I have lingering confusion about blocking variables in my design and analysis.

gchesterton · Nov 29, 2023 04:00 PM

Hi all, I'm using JMP Pro 15.2.1.

I have lingering confusion about blocking in a designed experiment. In particular, whether I am indeed blocking at all.

In my experiment, I have three 2-level (on/off) factors of interest. The response variable is the time-to-perform a task. I want to do a 2x2x2 factorial and I'm interested in testing the significance of main effects and 2-way interactions. I have 24 runs avail, or 3 reps of the 8 treatments.

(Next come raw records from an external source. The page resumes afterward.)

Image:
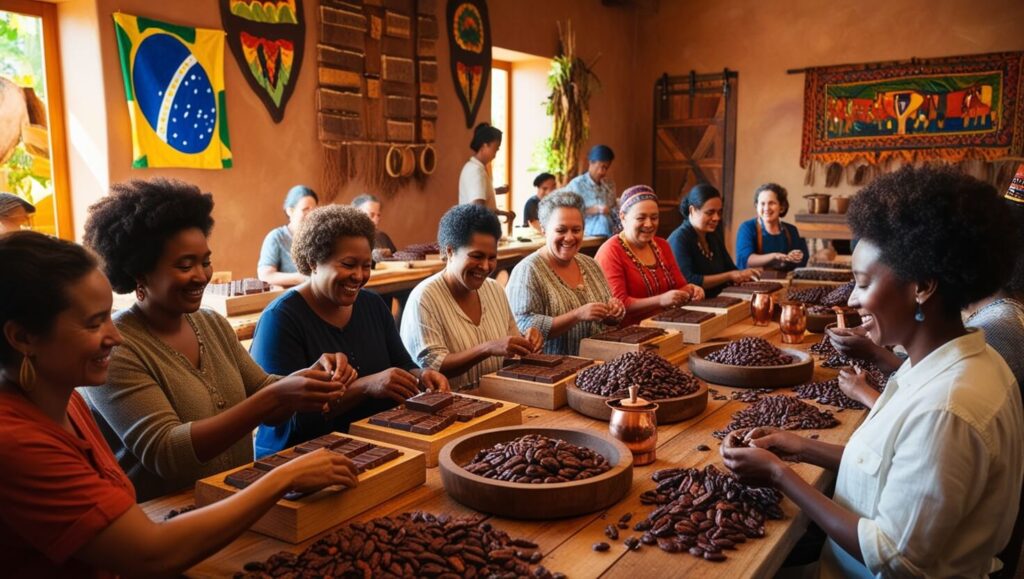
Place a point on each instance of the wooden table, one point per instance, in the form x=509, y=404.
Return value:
x=567, y=542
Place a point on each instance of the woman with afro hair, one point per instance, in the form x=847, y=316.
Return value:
x=929, y=485
x=182, y=397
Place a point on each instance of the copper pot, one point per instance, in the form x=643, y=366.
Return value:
x=817, y=202
x=634, y=422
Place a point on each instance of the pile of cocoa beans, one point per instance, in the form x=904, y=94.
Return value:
x=412, y=544
x=656, y=377
x=536, y=459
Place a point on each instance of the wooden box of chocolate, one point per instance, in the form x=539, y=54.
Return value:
x=695, y=326
x=611, y=344
x=239, y=296
x=735, y=309
x=430, y=420
x=385, y=471
x=537, y=380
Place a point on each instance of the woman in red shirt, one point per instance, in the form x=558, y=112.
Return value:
x=66, y=507
x=639, y=265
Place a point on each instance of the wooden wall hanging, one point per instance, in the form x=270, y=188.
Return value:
x=267, y=40
x=469, y=49
x=377, y=93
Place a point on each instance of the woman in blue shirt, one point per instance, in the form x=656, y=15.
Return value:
x=333, y=311
x=765, y=241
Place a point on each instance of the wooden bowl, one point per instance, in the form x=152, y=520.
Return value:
x=520, y=500
x=816, y=322
x=752, y=376
x=670, y=410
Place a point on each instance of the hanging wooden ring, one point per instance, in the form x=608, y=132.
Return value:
x=408, y=162
x=393, y=162
x=428, y=160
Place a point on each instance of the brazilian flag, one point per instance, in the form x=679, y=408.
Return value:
x=174, y=83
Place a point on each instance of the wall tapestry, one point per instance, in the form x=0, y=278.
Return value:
x=174, y=84
x=469, y=47
x=267, y=40
x=953, y=110
x=377, y=94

Suppose further that I have 6 different operators performing the runs. I am not interested in the operator effect, but I want to account for this source of variation. Complicating matters, due to a constraint I can't control, each operator will "show up" and be assigned different numbers of runs: anywhere between 2-6 runs of the randomized 24 run table.

Suppose I conducted the experiment in this manner:

operator 1 showed up, available to perform, say, 6 runs; I assigned six random treatments from the 24 run table to operator 1.
operator 2 showed up, available to perform, say, 4 runs; I assigned 4 random treatments from the remaining 18 runs to operator 2.
repeat with the remaining operators until the 24 runs are complete.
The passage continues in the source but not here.